My daily routine is starting off with exercise. You have to understand until I was 60, I was about 16 and a half stone. I'm now 73 and I'm 12 stone. But that took a lot to get off – three and a half, nearly four stone off my body took a lot of doing. So I decided when I was 60, when I was really travelling so much that I was going to drop down and get myself sorted. So I did, got rid of the weight. I started training with ping pong first. Then I went from ping pong to cross-training with medicine balls, and boxing. Then I took up tennis in a big way. So between my medicine ball training, ping pong and tennis, and I bought two fat bikes – that's what I do every morning. Every morning I do something, and I eat carefully. I do have a few drinks now and then, but I try to look after myself. I try to behave myself and look after myself. I really want to work till I drop dead. I don't want to drop dead at 73. I'd like to work at least another 10 years, the same rate.

Do you have a favourite food?

Favourite food? Well, got to say I love raw fish. I'd say that's probably it, because I've been to Japan 50 or 60 times, so obviously love raw fish. I love Korean barbecue – it's fantastic. As far as British food is concerned, I like a traditional Sunday lunch I think. But I like foreign food. That's one of the reasons why I love travelling, because I love foreign people and I love foreign food.

And finally, what are you working on at the moment?

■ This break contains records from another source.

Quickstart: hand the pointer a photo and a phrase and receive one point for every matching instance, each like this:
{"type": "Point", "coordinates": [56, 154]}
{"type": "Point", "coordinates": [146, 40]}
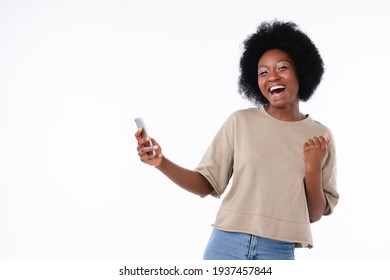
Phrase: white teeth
{"type": "Point", "coordinates": [276, 87]}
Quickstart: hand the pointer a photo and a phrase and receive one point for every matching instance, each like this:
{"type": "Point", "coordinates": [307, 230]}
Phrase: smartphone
{"type": "Point", "coordinates": [140, 123]}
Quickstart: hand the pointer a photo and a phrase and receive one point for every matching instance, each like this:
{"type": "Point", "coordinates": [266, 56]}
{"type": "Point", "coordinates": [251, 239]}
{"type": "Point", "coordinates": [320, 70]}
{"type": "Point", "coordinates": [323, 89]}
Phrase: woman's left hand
{"type": "Point", "coordinates": [314, 151]}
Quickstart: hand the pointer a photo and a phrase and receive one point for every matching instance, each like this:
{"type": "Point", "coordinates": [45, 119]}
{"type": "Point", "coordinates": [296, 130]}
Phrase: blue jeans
{"type": "Point", "coordinates": [225, 245]}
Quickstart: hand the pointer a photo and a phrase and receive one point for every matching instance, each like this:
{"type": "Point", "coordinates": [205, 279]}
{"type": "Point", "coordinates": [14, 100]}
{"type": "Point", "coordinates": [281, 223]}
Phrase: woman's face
{"type": "Point", "coordinates": [277, 78]}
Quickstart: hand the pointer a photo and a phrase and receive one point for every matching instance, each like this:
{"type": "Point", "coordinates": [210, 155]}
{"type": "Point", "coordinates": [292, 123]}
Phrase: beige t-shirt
{"type": "Point", "coordinates": [267, 193]}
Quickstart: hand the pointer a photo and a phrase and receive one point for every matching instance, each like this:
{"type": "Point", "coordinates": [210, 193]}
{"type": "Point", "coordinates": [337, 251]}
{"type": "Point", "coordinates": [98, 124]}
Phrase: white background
{"type": "Point", "coordinates": [74, 74]}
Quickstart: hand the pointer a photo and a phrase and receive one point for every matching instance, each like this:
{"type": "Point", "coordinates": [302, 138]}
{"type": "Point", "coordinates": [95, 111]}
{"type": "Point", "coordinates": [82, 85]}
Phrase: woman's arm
{"type": "Point", "coordinates": [315, 150]}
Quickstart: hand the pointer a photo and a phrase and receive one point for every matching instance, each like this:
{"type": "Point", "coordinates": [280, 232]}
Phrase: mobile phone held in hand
{"type": "Point", "coordinates": [140, 123]}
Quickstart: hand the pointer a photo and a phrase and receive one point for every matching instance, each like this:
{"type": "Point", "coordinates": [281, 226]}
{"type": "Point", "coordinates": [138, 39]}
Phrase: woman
{"type": "Point", "coordinates": [282, 162]}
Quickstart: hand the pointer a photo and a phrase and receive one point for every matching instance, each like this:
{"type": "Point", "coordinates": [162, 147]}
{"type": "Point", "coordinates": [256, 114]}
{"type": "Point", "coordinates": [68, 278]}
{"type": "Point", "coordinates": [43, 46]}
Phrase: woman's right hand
{"type": "Point", "coordinates": [144, 151]}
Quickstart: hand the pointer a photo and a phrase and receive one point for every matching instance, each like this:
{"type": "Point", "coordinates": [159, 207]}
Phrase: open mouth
{"type": "Point", "coordinates": [277, 89]}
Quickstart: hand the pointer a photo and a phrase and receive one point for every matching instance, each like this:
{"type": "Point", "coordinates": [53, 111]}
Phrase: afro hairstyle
{"type": "Point", "coordinates": [287, 37]}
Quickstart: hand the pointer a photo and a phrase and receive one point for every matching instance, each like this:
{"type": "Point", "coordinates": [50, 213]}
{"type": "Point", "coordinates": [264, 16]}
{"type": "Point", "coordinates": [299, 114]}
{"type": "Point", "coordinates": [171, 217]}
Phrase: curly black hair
{"type": "Point", "coordinates": [287, 37]}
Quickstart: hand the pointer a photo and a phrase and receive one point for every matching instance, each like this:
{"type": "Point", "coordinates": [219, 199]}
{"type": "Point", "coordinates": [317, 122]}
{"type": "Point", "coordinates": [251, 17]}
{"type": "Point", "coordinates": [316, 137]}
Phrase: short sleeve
{"type": "Point", "coordinates": [217, 162]}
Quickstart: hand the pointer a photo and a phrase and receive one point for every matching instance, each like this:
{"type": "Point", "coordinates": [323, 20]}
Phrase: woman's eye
{"type": "Point", "coordinates": [282, 68]}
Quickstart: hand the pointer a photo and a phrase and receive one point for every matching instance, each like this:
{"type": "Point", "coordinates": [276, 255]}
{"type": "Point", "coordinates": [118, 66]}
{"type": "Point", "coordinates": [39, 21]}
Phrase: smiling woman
{"type": "Point", "coordinates": [269, 208]}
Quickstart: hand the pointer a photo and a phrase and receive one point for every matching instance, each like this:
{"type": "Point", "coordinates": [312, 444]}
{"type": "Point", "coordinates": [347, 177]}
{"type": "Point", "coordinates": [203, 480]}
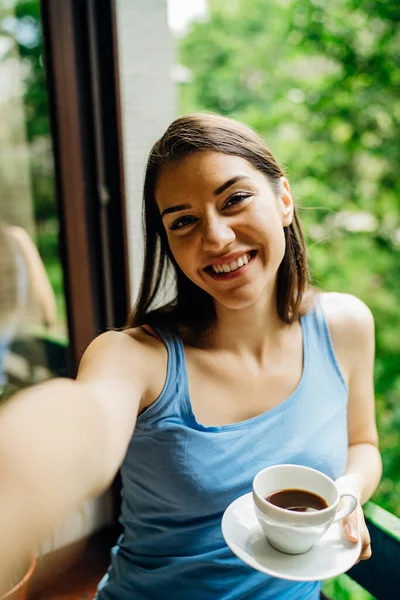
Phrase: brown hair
{"type": "Point", "coordinates": [192, 307]}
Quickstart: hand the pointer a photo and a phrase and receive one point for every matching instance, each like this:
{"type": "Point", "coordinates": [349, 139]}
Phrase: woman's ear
{"type": "Point", "coordinates": [286, 201]}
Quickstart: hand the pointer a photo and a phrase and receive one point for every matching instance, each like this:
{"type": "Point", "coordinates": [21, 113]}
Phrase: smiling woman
{"type": "Point", "coordinates": [246, 189]}
{"type": "Point", "coordinates": [246, 368]}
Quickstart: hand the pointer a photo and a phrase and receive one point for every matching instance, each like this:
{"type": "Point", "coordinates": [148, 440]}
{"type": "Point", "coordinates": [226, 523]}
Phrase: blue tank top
{"type": "Point", "coordinates": [179, 477]}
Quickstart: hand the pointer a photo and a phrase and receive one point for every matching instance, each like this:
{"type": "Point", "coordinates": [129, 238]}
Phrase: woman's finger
{"type": "Point", "coordinates": [350, 527]}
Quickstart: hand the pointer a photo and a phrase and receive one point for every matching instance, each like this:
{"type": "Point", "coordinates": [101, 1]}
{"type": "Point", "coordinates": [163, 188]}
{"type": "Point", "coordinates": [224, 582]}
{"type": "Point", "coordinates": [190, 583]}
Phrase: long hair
{"type": "Point", "coordinates": [192, 307]}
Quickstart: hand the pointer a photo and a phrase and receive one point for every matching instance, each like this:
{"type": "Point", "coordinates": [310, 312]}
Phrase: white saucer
{"type": "Point", "coordinates": [331, 556]}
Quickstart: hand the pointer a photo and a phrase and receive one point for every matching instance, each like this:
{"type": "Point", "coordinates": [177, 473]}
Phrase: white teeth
{"type": "Point", "coordinates": [232, 266]}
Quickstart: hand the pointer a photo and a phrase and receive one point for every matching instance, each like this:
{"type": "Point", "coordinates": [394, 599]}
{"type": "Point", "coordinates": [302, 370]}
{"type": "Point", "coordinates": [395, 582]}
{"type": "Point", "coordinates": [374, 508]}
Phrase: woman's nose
{"type": "Point", "coordinates": [217, 234]}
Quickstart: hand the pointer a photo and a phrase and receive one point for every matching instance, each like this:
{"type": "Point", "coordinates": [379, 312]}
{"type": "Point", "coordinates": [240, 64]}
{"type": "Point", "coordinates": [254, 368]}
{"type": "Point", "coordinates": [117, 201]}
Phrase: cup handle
{"type": "Point", "coordinates": [347, 509]}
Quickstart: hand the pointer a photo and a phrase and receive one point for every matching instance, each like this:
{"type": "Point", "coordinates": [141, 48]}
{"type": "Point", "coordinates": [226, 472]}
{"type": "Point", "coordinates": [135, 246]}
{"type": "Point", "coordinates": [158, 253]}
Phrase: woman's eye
{"type": "Point", "coordinates": [181, 222]}
{"type": "Point", "coordinates": [235, 199]}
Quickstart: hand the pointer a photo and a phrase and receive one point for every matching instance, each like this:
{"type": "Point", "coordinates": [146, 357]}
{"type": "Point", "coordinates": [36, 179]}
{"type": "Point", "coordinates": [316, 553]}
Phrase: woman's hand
{"type": "Point", "coordinates": [355, 528]}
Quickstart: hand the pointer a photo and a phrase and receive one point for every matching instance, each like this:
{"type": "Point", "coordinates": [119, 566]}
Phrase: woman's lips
{"type": "Point", "coordinates": [232, 274]}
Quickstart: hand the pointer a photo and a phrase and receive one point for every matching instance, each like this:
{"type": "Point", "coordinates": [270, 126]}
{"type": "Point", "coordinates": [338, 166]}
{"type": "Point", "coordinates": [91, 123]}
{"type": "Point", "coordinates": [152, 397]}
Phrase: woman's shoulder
{"type": "Point", "coordinates": [133, 352]}
{"type": "Point", "coordinates": [154, 360]}
{"type": "Point", "coordinates": [346, 312]}
{"type": "Point", "coordinates": [351, 327]}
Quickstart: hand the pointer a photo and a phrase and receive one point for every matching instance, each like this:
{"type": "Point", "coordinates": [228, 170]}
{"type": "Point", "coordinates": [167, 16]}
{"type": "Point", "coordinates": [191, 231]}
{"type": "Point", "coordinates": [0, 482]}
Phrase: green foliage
{"type": "Point", "coordinates": [318, 80]}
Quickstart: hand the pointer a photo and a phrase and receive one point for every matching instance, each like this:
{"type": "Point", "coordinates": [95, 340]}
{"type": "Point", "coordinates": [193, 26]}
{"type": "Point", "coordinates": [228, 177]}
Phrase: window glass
{"type": "Point", "coordinates": [33, 332]}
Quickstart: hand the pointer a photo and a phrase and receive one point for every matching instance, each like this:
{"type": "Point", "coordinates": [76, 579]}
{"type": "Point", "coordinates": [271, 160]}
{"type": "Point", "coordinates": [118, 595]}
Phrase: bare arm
{"type": "Point", "coordinates": [62, 442]}
{"type": "Point", "coordinates": [353, 334]}
{"type": "Point", "coordinates": [352, 328]}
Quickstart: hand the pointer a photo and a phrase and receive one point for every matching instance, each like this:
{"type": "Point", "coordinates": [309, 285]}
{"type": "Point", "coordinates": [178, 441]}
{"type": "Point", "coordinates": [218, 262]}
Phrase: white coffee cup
{"type": "Point", "coordinates": [290, 531]}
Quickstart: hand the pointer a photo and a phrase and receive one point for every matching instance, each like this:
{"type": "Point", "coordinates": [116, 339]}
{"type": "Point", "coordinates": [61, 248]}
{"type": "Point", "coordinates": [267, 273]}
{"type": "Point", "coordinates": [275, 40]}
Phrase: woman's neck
{"type": "Point", "coordinates": [255, 330]}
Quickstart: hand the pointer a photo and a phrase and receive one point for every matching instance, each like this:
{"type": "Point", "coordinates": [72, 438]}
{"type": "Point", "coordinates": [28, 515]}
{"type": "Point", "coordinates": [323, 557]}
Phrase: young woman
{"type": "Point", "coordinates": [246, 367]}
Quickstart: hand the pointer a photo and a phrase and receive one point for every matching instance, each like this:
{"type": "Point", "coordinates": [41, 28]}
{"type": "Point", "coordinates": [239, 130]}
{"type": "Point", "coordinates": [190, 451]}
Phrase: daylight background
{"type": "Point", "coordinates": [319, 80]}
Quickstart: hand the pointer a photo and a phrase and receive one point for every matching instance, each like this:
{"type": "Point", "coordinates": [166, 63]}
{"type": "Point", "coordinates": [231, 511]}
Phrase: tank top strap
{"type": "Point", "coordinates": [169, 402]}
{"type": "Point", "coordinates": [320, 343]}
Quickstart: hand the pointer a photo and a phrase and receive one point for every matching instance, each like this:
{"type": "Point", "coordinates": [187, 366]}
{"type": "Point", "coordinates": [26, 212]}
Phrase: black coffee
{"type": "Point", "coordinates": [298, 500]}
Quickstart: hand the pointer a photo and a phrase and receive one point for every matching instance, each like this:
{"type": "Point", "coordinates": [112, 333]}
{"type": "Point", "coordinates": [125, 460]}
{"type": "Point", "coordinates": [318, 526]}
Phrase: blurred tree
{"type": "Point", "coordinates": [319, 80]}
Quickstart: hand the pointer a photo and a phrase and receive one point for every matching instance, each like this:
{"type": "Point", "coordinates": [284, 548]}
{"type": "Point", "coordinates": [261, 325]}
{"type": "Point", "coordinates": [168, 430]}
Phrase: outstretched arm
{"type": "Point", "coordinates": [354, 333]}
{"type": "Point", "coordinates": [63, 441]}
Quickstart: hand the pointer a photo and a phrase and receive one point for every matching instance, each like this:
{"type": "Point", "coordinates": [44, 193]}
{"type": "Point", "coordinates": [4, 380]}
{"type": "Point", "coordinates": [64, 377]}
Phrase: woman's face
{"type": "Point", "coordinates": [224, 224]}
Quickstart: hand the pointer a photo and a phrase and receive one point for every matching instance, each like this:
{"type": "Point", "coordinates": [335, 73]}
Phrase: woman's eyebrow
{"type": "Point", "coordinates": [175, 209]}
{"type": "Point", "coordinates": [217, 192]}
{"type": "Point", "coordinates": [228, 183]}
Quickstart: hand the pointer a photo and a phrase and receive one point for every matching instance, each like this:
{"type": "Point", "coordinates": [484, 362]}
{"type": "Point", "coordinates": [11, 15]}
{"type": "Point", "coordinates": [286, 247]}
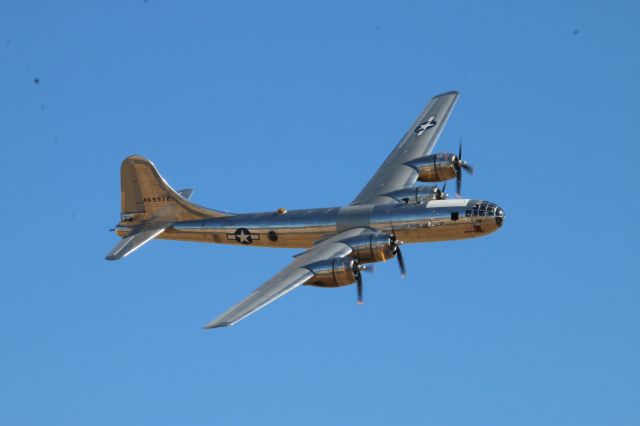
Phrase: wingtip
{"type": "Point", "coordinates": [450, 92]}
{"type": "Point", "coordinates": [216, 324]}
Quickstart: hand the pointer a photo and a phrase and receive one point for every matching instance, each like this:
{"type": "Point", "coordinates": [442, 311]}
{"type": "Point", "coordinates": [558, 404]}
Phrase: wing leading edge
{"type": "Point", "coordinates": [417, 142]}
{"type": "Point", "coordinates": [291, 277]}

I'm working on a Spring ‘24 now. I've got many projects in the pipeline, I can't really discuss them in advance. Collaborations are very important to our business, we've completed successful ones with Vans Vault, and with Caterpillar. We've got a couple of new ones coming up. But I think we've done something like 32 collaborations now over the last 30 years, worked with most brands. Obviously the Cabourn brand comes first. But again, the Cabourn brand and the collaborations, it's one big pile of information that I take in and it's amazing to take all this information in and be able to do six or seven jobs at once. You couldn't do this without living your life as your business.